The Klonoff 2017 framework on CGM accuracy in non-diabetic populations established that the readings are reliable enough for these pattern-recognition use cases ( Klonoff et al. 2017 ). The Shah 2019 normative ranges ( Shah et al. 2019, n=153 ) give you the comparison baseline. Beyond that, two weeks of data is enough to surface your top 3 problem foods.
Decision rules: the data must trigger an action
The single biggest failure mode of self-quantification is data without decision rules. The wearable data is informative only if you've pre-committed to specific actions at specific thresholds.
Examples of clean decision rules:
- HRV 2 standard deviations below 30-day baseline → switch high-intensity session to Zone 2.
- Sleep efficiency under 80% for 3+ consecutive nights → review sleep hygiene, no alcohol that week.

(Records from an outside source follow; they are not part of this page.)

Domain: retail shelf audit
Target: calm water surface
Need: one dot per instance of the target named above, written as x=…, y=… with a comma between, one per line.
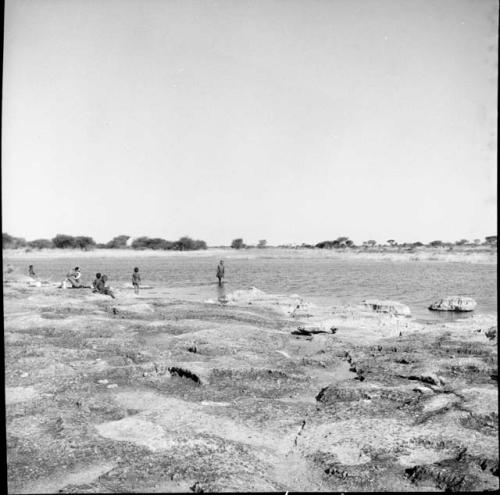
x=323, y=281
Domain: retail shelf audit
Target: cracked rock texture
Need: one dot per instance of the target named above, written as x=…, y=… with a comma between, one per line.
x=154, y=394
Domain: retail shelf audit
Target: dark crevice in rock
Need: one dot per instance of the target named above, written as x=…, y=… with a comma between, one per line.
x=174, y=370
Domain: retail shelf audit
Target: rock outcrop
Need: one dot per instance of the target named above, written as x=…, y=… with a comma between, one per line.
x=392, y=307
x=455, y=303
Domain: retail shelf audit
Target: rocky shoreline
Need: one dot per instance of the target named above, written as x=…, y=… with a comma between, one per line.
x=256, y=392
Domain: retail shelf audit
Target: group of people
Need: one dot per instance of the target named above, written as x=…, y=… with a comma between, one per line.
x=99, y=285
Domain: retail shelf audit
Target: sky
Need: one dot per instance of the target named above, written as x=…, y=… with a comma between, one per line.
x=286, y=120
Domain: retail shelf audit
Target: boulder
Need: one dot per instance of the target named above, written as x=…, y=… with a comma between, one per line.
x=455, y=303
x=391, y=307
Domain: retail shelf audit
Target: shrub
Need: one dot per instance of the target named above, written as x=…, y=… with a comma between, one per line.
x=151, y=243
x=118, y=242
x=41, y=244
x=64, y=241
x=12, y=242
x=187, y=244
x=436, y=243
x=84, y=242
x=237, y=243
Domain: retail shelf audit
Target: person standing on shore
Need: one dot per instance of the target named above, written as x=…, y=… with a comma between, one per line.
x=102, y=288
x=136, y=280
x=95, y=282
x=220, y=272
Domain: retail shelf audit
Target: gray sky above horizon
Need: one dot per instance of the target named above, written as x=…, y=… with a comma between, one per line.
x=291, y=121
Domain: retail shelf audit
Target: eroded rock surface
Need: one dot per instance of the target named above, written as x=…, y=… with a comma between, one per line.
x=166, y=395
x=455, y=303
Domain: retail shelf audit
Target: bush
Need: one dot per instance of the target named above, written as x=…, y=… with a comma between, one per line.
x=237, y=243
x=118, y=242
x=436, y=243
x=41, y=244
x=64, y=241
x=11, y=242
x=151, y=243
x=84, y=242
x=187, y=244
x=340, y=242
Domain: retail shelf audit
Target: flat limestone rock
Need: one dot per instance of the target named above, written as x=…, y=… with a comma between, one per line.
x=392, y=307
x=454, y=303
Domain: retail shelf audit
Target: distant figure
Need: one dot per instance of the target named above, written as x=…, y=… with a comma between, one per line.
x=220, y=272
x=72, y=278
x=136, y=280
x=101, y=286
x=94, y=283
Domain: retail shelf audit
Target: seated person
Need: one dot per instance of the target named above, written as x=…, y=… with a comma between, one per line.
x=73, y=278
x=94, y=283
x=102, y=288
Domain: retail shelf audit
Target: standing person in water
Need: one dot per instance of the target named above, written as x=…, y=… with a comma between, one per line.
x=220, y=272
x=95, y=282
x=136, y=280
x=73, y=278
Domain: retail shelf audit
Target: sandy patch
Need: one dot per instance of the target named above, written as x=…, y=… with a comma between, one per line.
x=77, y=476
x=19, y=394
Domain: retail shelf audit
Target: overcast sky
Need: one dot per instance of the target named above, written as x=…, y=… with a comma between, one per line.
x=291, y=121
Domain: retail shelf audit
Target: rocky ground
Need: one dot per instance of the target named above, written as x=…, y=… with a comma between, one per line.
x=254, y=393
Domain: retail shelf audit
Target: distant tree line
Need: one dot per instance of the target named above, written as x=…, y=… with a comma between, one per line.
x=185, y=243
x=63, y=241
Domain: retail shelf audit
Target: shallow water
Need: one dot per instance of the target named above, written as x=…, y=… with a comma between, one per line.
x=323, y=281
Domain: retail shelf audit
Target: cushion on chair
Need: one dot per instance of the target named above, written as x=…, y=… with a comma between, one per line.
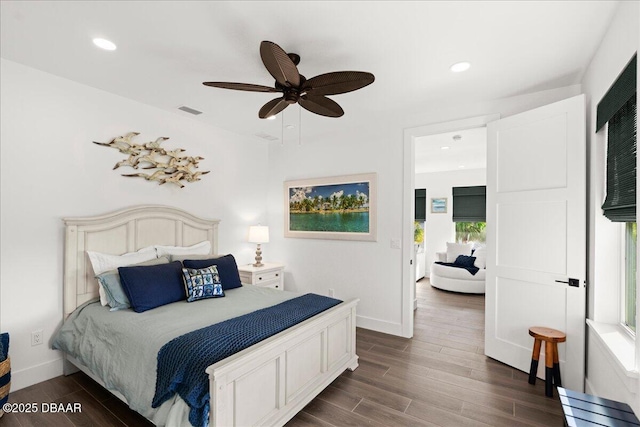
x=455, y=249
x=481, y=258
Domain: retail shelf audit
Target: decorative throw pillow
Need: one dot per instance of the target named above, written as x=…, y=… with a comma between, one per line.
x=151, y=286
x=110, y=282
x=181, y=258
x=481, y=257
x=465, y=261
x=455, y=249
x=227, y=268
x=202, y=283
x=202, y=248
x=105, y=262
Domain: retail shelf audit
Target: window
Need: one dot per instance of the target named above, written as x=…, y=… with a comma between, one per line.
x=630, y=245
x=618, y=109
x=470, y=213
x=471, y=232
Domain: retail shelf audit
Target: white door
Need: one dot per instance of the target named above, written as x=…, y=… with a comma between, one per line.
x=536, y=235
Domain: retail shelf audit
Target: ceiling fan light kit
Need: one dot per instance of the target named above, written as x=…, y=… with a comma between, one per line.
x=295, y=88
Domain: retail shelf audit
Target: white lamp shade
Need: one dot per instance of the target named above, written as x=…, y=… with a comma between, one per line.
x=258, y=234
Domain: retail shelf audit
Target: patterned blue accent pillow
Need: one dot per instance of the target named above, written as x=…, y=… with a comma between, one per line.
x=465, y=261
x=202, y=283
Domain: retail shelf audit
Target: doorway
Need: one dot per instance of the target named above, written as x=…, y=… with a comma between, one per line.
x=410, y=137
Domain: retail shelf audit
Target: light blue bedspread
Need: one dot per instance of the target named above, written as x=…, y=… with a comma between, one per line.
x=121, y=347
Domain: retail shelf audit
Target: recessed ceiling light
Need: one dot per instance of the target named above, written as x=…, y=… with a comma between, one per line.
x=460, y=66
x=104, y=44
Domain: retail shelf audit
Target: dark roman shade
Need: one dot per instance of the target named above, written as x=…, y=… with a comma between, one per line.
x=620, y=202
x=470, y=204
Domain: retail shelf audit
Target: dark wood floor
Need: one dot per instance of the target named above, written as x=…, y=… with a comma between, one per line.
x=440, y=377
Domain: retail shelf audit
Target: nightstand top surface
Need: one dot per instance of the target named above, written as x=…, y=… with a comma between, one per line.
x=265, y=266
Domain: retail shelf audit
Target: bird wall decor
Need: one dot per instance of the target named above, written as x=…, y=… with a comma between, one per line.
x=164, y=166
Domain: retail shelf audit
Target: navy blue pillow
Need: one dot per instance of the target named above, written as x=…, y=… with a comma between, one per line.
x=151, y=286
x=227, y=269
x=465, y=261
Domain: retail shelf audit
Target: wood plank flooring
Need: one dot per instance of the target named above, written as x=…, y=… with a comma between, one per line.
x=440, y=377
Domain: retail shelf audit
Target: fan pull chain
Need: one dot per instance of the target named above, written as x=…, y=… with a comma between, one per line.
x=299, y=125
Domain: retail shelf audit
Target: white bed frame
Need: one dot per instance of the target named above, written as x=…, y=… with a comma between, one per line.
x=265, y=384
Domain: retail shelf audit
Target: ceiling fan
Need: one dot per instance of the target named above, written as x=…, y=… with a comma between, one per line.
x=310, y=94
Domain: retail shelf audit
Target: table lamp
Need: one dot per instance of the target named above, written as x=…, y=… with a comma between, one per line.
x=258, y=234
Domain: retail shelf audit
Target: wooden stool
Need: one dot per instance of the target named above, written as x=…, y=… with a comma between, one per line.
x=551, y=337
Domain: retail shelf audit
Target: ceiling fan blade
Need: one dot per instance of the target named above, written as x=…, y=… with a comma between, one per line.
x=272, y=108
x=241, y=86
x=279, y=65
x=337, y=82
x=321, y=105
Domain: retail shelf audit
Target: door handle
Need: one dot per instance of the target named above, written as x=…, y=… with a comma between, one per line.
x=571, y=282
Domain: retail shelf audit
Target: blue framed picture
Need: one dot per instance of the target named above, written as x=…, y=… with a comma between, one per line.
x=439, y=205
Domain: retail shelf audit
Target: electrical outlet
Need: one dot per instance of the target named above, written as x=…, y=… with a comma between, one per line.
x=37, y=337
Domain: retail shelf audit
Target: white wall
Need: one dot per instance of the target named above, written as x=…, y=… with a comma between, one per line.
x=440, y=228
x=50, y=169
x=604, y=376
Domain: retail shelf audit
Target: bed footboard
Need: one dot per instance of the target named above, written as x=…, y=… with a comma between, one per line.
x=270, y=382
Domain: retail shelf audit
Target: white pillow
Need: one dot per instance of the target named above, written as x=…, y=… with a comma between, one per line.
x=481, y=258
x=202, y=248
x=455, y=249
x=105, y=262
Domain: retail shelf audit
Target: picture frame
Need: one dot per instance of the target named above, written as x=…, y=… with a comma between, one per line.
x=339, y=208
x=439, y=205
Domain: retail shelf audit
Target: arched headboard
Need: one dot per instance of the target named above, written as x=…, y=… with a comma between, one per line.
x=125, y=231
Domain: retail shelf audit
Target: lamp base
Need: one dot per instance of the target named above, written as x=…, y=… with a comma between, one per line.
x=258, y=262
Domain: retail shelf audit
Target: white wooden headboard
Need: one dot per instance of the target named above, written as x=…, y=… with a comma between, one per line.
x=125, y=231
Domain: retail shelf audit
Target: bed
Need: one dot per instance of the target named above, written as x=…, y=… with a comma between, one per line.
x=265, y=384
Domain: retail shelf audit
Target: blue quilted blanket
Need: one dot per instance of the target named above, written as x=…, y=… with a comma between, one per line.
x=183, y=360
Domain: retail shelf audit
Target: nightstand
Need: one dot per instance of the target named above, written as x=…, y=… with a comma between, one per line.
x=269, y=275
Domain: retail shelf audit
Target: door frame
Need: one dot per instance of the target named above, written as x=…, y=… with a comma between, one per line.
x=408, y=186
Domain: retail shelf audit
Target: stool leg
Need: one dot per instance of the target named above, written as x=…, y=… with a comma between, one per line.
x=535, y=357
x=556, y=366
x=548, y=362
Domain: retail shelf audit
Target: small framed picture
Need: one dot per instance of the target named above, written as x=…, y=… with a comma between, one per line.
x=439, y=205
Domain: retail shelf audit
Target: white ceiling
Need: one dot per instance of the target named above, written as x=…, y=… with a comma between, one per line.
x=166, y=49
x=469, y=152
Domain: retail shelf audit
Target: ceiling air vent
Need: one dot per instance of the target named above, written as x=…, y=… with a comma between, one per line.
x=266, y=136
x=189, y=110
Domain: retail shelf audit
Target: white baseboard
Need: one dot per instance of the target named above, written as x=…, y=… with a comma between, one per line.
x=35, y=374
x=379, y=325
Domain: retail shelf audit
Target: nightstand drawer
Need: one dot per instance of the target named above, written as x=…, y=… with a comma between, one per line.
x=273, y=285
x=267, y=276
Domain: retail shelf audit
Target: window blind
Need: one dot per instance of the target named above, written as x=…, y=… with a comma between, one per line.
x=618, y=94
x=620, y=203
x=470, y=204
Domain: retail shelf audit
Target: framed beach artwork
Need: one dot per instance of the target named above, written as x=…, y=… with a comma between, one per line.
x=340, y=207
x=439, y=205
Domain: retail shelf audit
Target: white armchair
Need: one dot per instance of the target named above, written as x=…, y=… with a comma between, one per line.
x=458, y=279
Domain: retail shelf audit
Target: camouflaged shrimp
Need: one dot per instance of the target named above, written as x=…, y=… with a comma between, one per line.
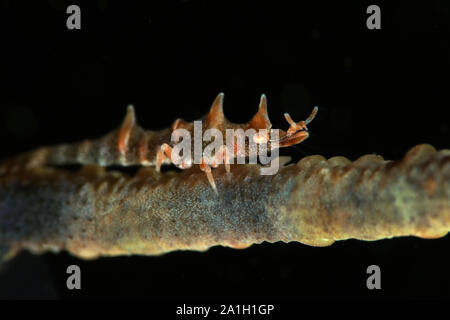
x=132, y=145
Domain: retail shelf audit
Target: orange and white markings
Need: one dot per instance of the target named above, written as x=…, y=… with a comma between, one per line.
x=125, y=130
x=207, y=169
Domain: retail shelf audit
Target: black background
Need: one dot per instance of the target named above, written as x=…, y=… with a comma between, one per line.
x=378, y=91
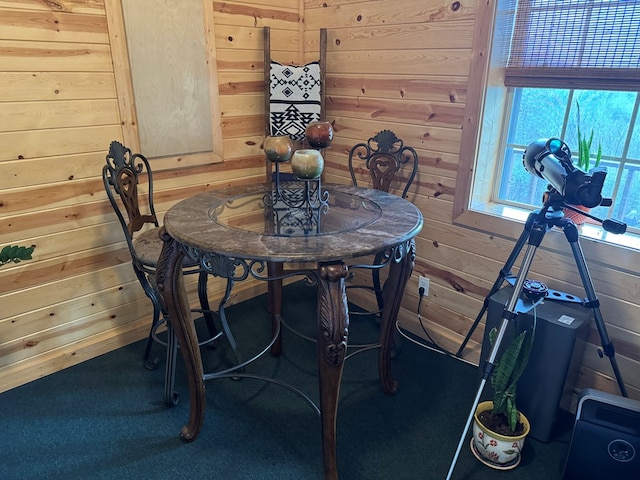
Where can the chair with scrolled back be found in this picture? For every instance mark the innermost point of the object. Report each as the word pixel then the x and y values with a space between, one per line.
pixel 386 164
pixel 128 181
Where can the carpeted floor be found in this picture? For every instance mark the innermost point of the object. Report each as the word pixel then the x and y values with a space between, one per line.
pixel 105 418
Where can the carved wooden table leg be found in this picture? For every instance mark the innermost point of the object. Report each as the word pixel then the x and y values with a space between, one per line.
pixel 399 273
pixel 333 328
pixel 170 283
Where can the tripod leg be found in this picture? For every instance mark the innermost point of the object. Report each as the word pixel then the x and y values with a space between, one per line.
pixel 508 315
pixel 504 273
pixel 571 232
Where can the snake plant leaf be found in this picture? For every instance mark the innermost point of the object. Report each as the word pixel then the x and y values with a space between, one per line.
pixel 15 254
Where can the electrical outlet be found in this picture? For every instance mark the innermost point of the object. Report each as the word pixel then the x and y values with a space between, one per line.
pixel 423 282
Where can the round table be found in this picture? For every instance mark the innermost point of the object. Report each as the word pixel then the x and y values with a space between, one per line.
pixel 242 232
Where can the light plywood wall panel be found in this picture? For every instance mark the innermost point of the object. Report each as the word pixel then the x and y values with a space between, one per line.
pixel 405 66
pixel 61 104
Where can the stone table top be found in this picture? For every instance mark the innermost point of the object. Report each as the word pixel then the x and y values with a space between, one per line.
pixel 236 223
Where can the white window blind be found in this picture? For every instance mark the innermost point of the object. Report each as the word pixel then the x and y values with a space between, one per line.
pixel 588 44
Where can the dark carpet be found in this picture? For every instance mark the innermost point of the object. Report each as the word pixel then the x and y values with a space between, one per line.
pixel 105 418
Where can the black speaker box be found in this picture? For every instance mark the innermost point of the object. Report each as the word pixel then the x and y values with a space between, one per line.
pixel 606 438
pixel 547 385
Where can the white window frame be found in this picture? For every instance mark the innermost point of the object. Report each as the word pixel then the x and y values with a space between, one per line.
pixel 482 128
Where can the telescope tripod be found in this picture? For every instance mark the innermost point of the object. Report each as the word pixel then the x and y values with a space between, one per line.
pixel 538 224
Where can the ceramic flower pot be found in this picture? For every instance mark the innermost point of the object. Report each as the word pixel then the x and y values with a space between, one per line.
pixel 307 164
pixel 319 134
pixel 278 148
pixel 495 450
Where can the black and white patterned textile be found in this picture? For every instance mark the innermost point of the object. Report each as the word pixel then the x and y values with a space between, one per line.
pixel 295 98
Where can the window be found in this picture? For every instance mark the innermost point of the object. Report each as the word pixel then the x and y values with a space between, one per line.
pixel 546 58
pixel 553 113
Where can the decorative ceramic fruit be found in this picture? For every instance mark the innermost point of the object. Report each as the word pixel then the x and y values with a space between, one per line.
pixel 319 134
pixel 307 164
pixel 278 148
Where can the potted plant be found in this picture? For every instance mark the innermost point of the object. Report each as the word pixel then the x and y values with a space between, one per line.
pixel 499 428
pixel 584 147
pixel 15 254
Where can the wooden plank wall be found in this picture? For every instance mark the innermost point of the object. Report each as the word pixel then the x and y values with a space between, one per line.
pixel 59 110
pixel 402 65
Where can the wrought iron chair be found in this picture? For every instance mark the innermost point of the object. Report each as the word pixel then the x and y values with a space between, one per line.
pixel 122 175
pixel 388 165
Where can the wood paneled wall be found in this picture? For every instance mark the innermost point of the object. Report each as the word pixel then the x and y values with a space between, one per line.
pixel 402 65
pixel 405 65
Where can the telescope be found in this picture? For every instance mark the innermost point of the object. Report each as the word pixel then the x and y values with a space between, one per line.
pixel 569 186
pixel 551 159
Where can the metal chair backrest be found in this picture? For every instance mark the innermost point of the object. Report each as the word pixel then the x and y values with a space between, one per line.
pixel 121 176
pixel 385 157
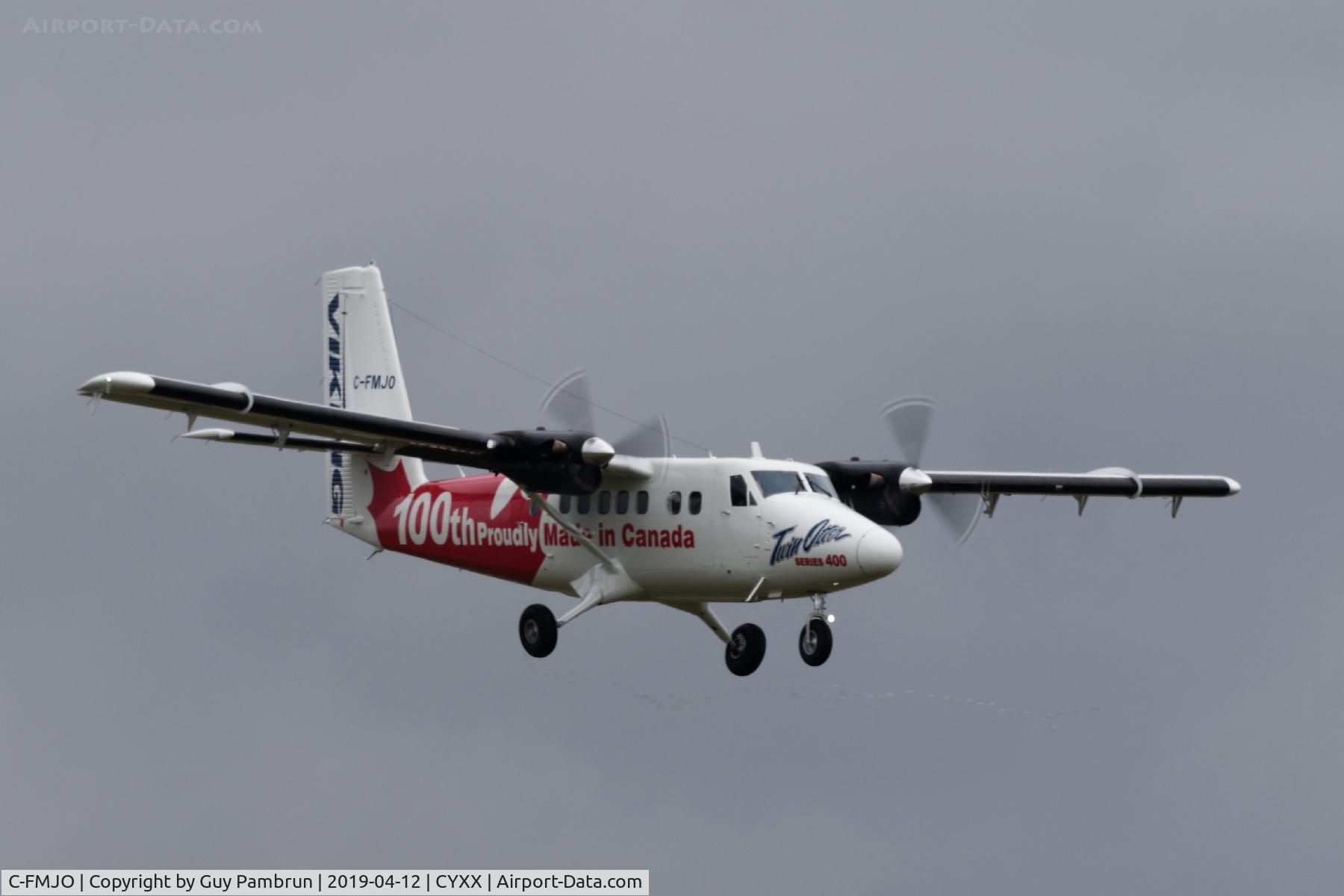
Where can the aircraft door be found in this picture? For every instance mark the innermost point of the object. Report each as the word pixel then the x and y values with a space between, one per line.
pixel 739 523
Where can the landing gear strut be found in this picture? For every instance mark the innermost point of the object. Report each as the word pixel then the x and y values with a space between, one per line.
pixel 745 649
pixel 537 630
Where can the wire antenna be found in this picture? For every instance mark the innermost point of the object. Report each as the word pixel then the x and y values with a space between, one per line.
pixel 534 376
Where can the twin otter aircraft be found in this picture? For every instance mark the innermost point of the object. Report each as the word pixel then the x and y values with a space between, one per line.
pixel 567 512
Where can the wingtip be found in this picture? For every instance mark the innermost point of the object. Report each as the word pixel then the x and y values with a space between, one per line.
pixel 117 382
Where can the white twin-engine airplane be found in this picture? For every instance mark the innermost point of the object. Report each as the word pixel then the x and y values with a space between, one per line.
pixel 567 512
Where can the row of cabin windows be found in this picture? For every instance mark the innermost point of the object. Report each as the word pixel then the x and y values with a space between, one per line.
pixel 584 503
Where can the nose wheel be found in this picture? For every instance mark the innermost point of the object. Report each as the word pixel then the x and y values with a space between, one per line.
pixel 815 641
pixel 537 630
pixel 745 649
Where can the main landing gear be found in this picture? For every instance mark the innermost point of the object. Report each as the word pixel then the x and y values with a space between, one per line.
pixel 742 652
pixel 537 630
pixel 745 649
pixel 815 638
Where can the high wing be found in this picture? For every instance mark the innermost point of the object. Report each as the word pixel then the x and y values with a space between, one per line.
pixel 890 494
pixel 1102 482
pixel 238 405
pixel 547 461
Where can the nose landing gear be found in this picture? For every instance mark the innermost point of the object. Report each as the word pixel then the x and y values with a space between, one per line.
pixel 815 640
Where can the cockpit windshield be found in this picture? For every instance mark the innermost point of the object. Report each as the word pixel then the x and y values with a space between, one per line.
pixel 777 481
pixel 821 484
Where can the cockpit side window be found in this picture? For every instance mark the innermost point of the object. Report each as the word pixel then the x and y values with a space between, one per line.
pixel 737 491
pixel 777 481
pixel 821 484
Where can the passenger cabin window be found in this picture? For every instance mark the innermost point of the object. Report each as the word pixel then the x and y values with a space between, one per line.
pixel 737 491
pixel 821 484
pixel 777 481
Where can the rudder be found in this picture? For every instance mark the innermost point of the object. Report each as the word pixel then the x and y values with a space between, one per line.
pixel 362 373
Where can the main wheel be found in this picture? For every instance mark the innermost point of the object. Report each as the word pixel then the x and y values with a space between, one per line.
pixel 745 649
pixel 815 642
pixel 537 630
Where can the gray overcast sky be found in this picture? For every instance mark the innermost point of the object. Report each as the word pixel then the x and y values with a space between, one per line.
pixel 1097 233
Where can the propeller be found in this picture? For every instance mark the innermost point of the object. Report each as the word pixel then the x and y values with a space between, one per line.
pixel 910 420
pixel 569 403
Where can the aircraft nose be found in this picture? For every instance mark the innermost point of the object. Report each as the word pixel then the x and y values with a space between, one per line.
pixel 880 553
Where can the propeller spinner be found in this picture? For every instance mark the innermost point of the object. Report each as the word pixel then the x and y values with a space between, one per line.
pixel 910 420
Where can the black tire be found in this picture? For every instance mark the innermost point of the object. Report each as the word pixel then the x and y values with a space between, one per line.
pixel 537 630
pixel 745 649
pixel 815 642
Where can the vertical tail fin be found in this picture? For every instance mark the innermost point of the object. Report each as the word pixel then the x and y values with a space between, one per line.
pixel 363 373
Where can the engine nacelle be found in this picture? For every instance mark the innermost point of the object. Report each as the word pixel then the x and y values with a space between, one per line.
pixel 546 461
pixel 873 488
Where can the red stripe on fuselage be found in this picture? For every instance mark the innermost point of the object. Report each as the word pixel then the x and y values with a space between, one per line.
pixel 449 521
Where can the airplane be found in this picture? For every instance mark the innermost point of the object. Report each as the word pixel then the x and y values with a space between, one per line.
pixel 569 512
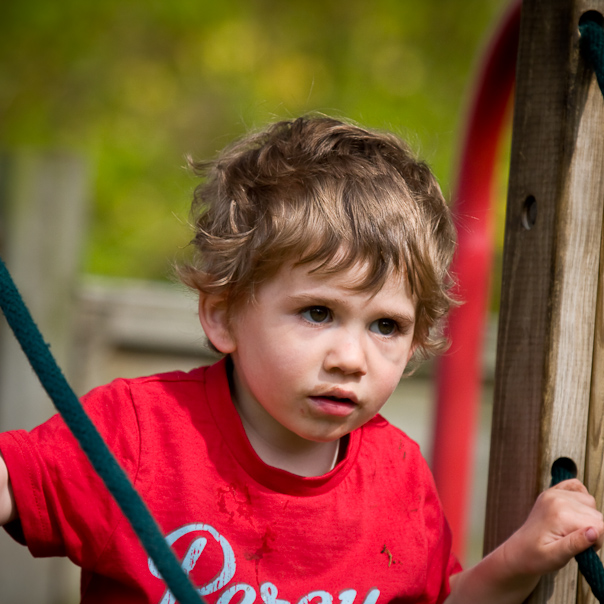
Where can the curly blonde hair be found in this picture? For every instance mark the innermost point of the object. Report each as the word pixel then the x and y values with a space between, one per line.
pixel 330 194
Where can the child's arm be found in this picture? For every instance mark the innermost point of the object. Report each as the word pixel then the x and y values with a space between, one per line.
pixel 8 510
pixel 563 522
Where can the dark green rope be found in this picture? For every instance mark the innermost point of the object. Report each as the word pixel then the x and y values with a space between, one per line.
pixel 68 405
pixel 589 563
pixel 592 48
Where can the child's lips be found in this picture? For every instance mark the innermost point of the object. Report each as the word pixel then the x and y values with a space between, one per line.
pixel 340 404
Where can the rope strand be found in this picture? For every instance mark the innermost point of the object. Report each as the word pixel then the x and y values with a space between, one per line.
pixel 102 460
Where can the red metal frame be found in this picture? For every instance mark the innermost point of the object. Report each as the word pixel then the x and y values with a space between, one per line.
pixel 459 371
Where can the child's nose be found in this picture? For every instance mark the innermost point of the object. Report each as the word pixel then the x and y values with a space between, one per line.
pixel 346 353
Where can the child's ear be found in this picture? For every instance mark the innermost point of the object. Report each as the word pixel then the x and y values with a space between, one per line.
pixel 412 351
pixel 213 316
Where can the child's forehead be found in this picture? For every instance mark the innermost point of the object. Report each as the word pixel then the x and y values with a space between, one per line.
pixel 353 278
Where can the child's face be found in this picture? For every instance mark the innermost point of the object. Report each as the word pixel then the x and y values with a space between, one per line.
pixel 314 358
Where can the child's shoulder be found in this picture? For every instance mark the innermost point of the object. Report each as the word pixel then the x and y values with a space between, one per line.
pixel 380 433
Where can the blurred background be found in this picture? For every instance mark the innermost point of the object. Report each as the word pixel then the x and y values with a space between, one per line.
pixel 101 103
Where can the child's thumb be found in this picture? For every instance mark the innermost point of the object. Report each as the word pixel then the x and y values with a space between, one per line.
pixel 580 540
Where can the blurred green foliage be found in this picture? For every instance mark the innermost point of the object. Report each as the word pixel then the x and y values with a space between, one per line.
pixel 137 85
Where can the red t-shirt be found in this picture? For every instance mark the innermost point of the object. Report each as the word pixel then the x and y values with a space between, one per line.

- ApoB above 80 mg/dL on annual lab → start or up-titrate statin in conversation with clinician.
- HbA1c above 5.6% on annual lab → 14-day CGM trial within 2 months to identify drivers.
- Fasting insulin above 7 uIU/mL → review carbohydrate distribution and meal timing.
The decision rules are generic; the thresholds are individual. The exercise is writing them down before getting the data, so the rule fires automatically rather than as an after-the-fact rationalization.
The counter-view
Orthosomnia, the anxiety-about-sleep phenomenon driven by sleep-tracker data, is real. Daniel Kahneman-school behavioral economists argue most personal-data optimization is an illusion of control: the tools make us feel more in control without actually changing outcomes. They have a point. The empirical response: if your wearable data isn't changing behavior within 90 days of getting it, stop wearing it.